Some scientists argued this insertion looked engineered. The virologist David Baltimore initially called it a “powerful challenge to the idea of a natural origin,” though he later clarified that you cannot determine the virus’s origin just by looking at the genetic sequence. Others noted that similar cleavage sites have evolved naturally in more distantly related coronaviruses, so the feature is not biologically unprecedented.
What complicated the picture further was a 2018 research proposal, involving an international group of scientists that included WIV researchers, which outlined plans to identify novel cleavage sites in bat coronaviruses and insert them into related viruses to study their function. The proposal described a workflow that could produce a virus “practically indistinguishable from a rare” naturally occurring one. Whether that work was ever carried out remains unclear, but its existence made it harder for scientists to rule out either explanation based on genomics alone. As one researcher put it: “There is no way to know whether humans or nature inserted the site.”
What Investigations Have Concluded
The U.S. Intelligence Community released an unclassified assessment that laid out where its agencies stood. Four agencies and the National Intelligence Council assessed, with low confidence, that the pandemic most likely began through natural exposure to an infected animal. One agency assessed, with moderate confidence, that a laboratory incident was the more likely cause. Three agencies could not reach a conclusion either way. All agencies agreed the virus was not developed as a biological weapon, and most assessed that it probably was not genetically engineered.

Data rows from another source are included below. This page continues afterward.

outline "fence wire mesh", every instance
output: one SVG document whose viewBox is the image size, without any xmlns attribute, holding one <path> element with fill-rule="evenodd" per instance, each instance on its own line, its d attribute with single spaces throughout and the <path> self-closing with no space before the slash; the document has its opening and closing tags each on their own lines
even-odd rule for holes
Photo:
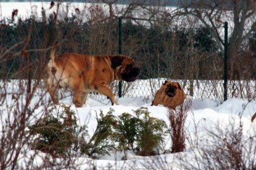
<svg viewBox="0 0 256 170">
<path fill-rule="evenodd" d="M 97 7 L 91 7 L 89 12 Z M 91 15 L 91 20 L 80 23 L 73 16 L 54 25 L 53 17 L 42 20 L 20 18 L 18 23 L 0 21 L 2 87 L 20 90 L 21 82 L 10 79 L 43 79 L 49 47 L 55 41 L 60 44 L 58 54 L 118 53 L 118 18 L 107 21 L 101 18 L 103 15 Z M 122 26 L 123 54 L 132 57 L 141 68 L 138 80 L 122 82 L 123 97 L 151 101 L 162 83 L 170 80 L 180 82 L 187 95 L 193 98 L 223 101 L 224 48 L 220 42 L 224 41 L 223 25 L 217 28 L 221 41 L 217 40 L 213 28 L 188 28 L 155 23 L 144 26 L 131 18 L 123 20 Z M 234 30 L 232 26 L 228 29 L 230 36 Z M 229 58 L 228 98 L 255 99 L 256 34 L 244 33 L 250 35 L 236 47 L 235 55 Z M 9 83 L 3 83 L 6 81 Z M 115 81 L 110 85 L 117 98 L 118 84 Z M 22 87 L 26 88 L 26 85 Z M 44 90 L 43 83 L 38 89 Z M 64 92 L 63 95 L 70 95 Z M 99 101 L 105 98 L 97 93 L 91 93 L 89 96 Z"/>
</svg>

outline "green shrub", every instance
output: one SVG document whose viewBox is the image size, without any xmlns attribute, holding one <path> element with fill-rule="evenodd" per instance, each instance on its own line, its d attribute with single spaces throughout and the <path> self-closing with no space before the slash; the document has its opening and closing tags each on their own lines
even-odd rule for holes
<svg viewBox="0 0 256 170">
<path fill-rule="evenodd" d="M 28 127 L 32 149 L 54 158 L 78 153 L 95 158 L 114 150 L 154 155 L 164 142 L 165 122 L 151 117 L 146 107 L 134 111 L 135 116 L 123 113 L 116 117 L 112 108 L 105 115 L 102 110 L 96 112 L 97 125 L 88 141 L 87 126 L 76 124 L 73 111 L 64 104 L 56 109 L 52 108 L 45 117 Z"/>
<path fill-rule="evenodd" d="M 113 112 L 114 110 L 110 108 L 104 116 L 102 110 L 101 110 L 99 117 L 96 112 L 96 129 L 89 141 L 81 146 L 83 152 L 86 153 L 91 158 L 109 155 L 109 151 L 115 149 L 115 145 L 112 142 L 114 133 L 112 125 L 115 122 L 115 117 L 112 115 Z"/>
<path fill-rule="evenodd" d="M 79 126 L 74 112 L 64 104 L 52 108 L 44 118 L 28 126 L 33 149 L 48 153 L 54 157 L 65 156 L 77 151 L 87 136 L 86 126 Z"/>
<path fill-rule="evenodd" d="M 132 150 L 141 156 L 159 154 L 167 125 L 163 120 L 150 117 L 146 107 L 140 107 L 134 112 L 135 117 L 127 113 L 118 117 L 116 136 L 119 149 L 125 153 Z"/>
</svg>

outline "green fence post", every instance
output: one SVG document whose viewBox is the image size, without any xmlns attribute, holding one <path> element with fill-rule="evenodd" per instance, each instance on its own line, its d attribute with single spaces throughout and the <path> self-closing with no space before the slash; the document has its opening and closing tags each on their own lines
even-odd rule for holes
<svg viewBox="0 0 256 170">
<path fill-rule="evenodd" d="M 119 54 L 122 53 L 122 18 L 118 18 L 119 28 Z M 122 81 L 118 82 L 118 97 L 122 98 Z"/>
<path fill-rule="evenodd" d="M 224 101 L 228 99 L 228 22 L 225 23 L 224 42 Z"/>
</svg>

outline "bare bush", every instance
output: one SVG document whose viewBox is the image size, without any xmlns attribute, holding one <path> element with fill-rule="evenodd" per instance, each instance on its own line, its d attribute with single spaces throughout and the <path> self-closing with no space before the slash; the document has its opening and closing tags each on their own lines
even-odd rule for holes
<svg viewBox="0 0 256 170">
<path fill-rule="evenodd" d="M 185 122 L 191 105 L 192 101 L 188 99 L 185 104 L 177 107 L 176 111 L 168 108 L 167 117 L 170 123 L 172 142 L 171 153 L 183 152 L 186 148 Z"/>
</svg>

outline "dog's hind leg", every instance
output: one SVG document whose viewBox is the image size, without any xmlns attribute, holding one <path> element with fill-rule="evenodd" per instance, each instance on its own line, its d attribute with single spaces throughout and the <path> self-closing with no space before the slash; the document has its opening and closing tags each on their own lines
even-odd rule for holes
<svg viewBox="0 0 256 170">
<path fill-rule="evenodd" d="M 44 81 L 47 91 L 50 94 L 52 101 L 54 104 L 59 104 L 58 95 L 59 88 L 53 85 L 53 82 L 50 78 L 46 79 Z"/>
<path fill-rule="evenodd" d="M 70 80 L 70 89 L 73 96 L 73 103 L 75 104 L 76 107 L 81 107 L 83 106 L 83 92 L 80 81 Z"/>
<path fill-rule="evenodd" d="M 86 102 L 87 96 L 88 96 L 88 92 L 83 92 L 83 96 L 81 98 L 83 104 L 85 104 Z"/>
</svg>

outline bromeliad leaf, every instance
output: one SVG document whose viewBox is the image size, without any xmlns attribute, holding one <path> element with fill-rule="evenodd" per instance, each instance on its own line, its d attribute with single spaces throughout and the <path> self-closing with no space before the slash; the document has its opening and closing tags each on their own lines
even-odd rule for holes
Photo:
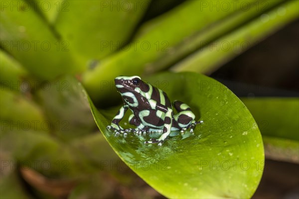
<svg viewBox="0 0 299 199">
<path fill-rule="evenodd" d="M 204 122 L 194 134 L 172 132 L 161 146 L 145 144 L 160 135 L 117 136 L 106 128 L 115 109 L 99 112 L 89 100 L 99 128 L 121 158 L 168 198 L 251 197 L 261 179 L 264 155 L 260 131 L 244 104 L 224 86 L 202 75 L 164 73 L 148 80 L 171 100 L 189 105 L 196 120 Z"/>
</svg>

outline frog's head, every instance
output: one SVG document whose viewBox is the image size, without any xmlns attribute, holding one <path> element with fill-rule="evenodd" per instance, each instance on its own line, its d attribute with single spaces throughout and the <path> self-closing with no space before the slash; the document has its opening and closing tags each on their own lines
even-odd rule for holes
<svg viewBox="0 0 299 199">
<path fill-rule="evenodd" d="M 128 93 L 134 94 L 136 97 L 141 92 L 149 91 L 148 84 L 143 81 L 139 76 L 119 76 L 114 80 L 115 86 L 118 92 L 124 97 Z"/>
</svg>

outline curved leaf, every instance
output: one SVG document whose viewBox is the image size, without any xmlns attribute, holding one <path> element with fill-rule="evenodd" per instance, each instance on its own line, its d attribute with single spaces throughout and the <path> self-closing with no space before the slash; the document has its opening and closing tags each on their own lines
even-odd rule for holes
<svg viewBox="0 0 299 199">
<path fill-rule="evenodd" d="M 106 127 L 115 109 L 103 111 L 106 118 L 89 99 L 99 128 L 122 159 L 167 197 L 252 196 L 262 176 L 264 149 L 257 125 L 244 104 L 224 86 L 202 75 L 164 73 L 149 80 L 171 100 L 189 104 L 203 123 L 194 135 L 173 132 L 161 146 L 145 144 L 159 135 L 114 135 Z"/>
</svg>

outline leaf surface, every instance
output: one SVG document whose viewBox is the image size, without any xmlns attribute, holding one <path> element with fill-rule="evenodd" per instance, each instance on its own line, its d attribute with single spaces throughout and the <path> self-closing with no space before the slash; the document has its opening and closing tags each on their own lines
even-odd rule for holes
<svg viewBox="0 0 299 199">
<path fill-rule="evenodd" d="M 117 136 L 106 128 L 116 109 L 100 113 L 89 100 L 99 128 L 122 159 L 166 197 L 251 197 L 263 172 L 264 149 L 244 104 L 224 86 L 202 75 L 164 73 L 148 80 L 171 100 L 187 103 L 196 120 L 204 121 L 194 135 L 172 132 L 161 146 L 145 144 L 160 135 Z"/>
</svg>

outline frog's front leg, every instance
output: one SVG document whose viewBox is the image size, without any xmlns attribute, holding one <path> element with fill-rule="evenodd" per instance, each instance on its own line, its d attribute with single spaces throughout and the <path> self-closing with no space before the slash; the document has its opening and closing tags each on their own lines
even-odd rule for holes
<svg viewBox="0 0 299 199">
<path fill-rule="evenodd" d="M 112 129 L 114 131 L 114 132 L 125 132 L 125 130 L 121 126 L 119 125 L 119 123 L 124 117 L 125 113 L 126 113 L 126 112 L 127 110 L 128 106 L 126 105 L 124 105 L 123 106 L 121 107 L 120 110 L 116 114 L 116 115 L 115 115 L 113 118 L 113 119 L 112 119 L 111 124 L 110 124 L 109 126 L 107 126 L 107 128 L 109 129 Z"/>
</svg>

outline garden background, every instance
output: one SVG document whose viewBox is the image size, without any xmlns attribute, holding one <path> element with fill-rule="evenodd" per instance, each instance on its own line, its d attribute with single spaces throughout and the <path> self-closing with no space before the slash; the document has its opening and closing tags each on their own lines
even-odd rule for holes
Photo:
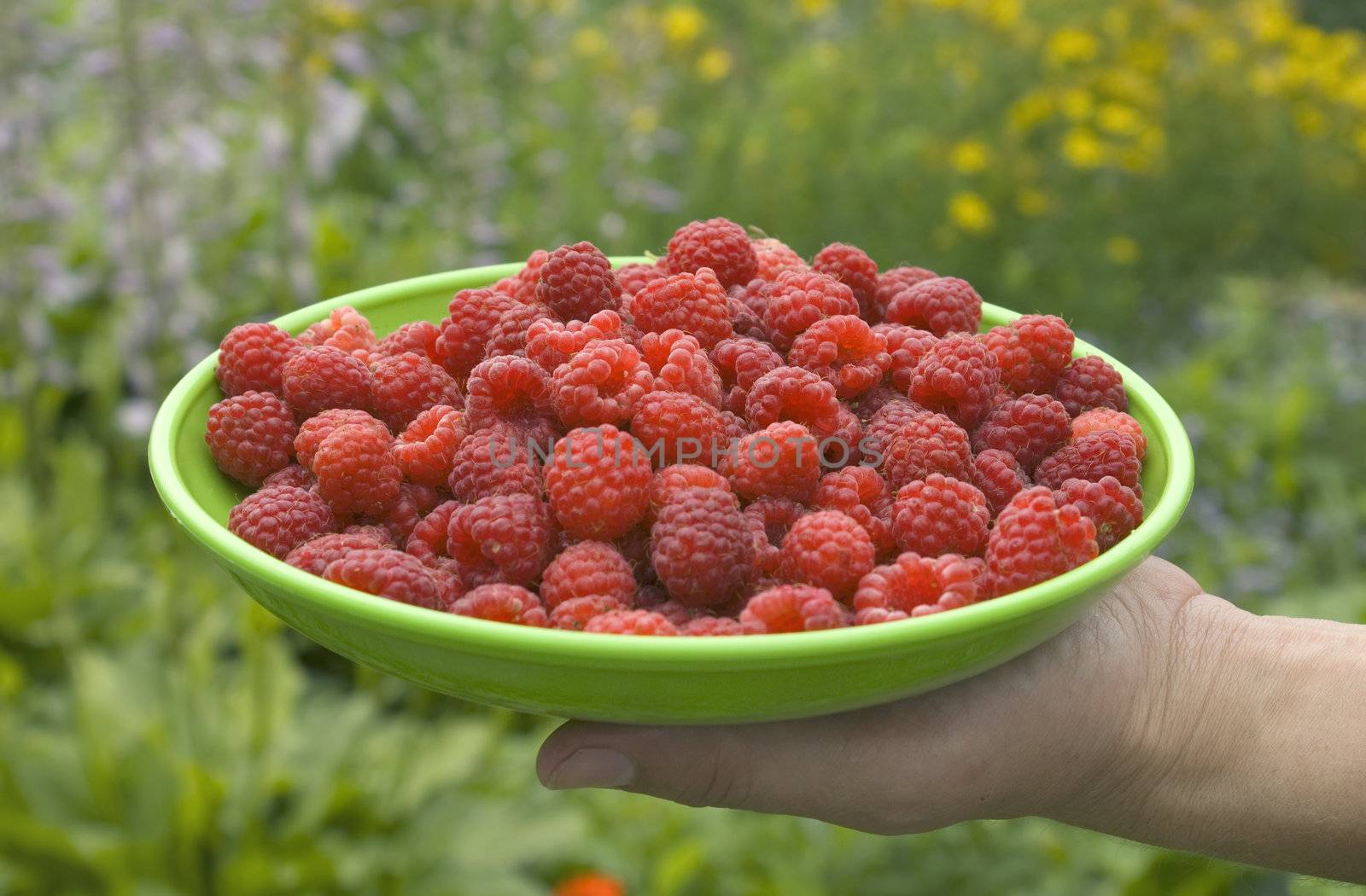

The World Health Organization established a dedicated panel, the Scientific Advisory Group for the Origins of Novel Pathogens, to continue evaluating the evidence. As of mid-2025, that group has published frameworks for investigating pathogen origins and released an independent assessment, but China’s limited data sharing has remained a persistent obstacle. Without access to the WIV’s full database of viral sequences (which was taken offline in September 2019), raw patient records from early cases, or blood samples from market workers and lab staff, the question may never be fully resolved.
Why It Still Matters
The origins question is not purely academic. If the virus jumped from animals at a market, it strengthens the case for tighter regulation of wildlife trade and better surveillance at the human-animal interface. If a lab accident was the cause, it underscores the need for stricter international biosafety standards and independent oversight of high-risk research. Both risks are real regardless of which one sparked this particular pandemic, but knowing the answer would help governments and scientists prioritize where to invest in prevention.
What the evidence currently supports is a picture with two plausible paths and not enough data to choose definitively between them. The earliest known cluster centered on a market that sold live wildlife susceptible to the virus. The city also housed a laboratory doing exactly the kind of work that could, in theory, produce such a virus. Both facts are true, and neither has been sufficient to close the case.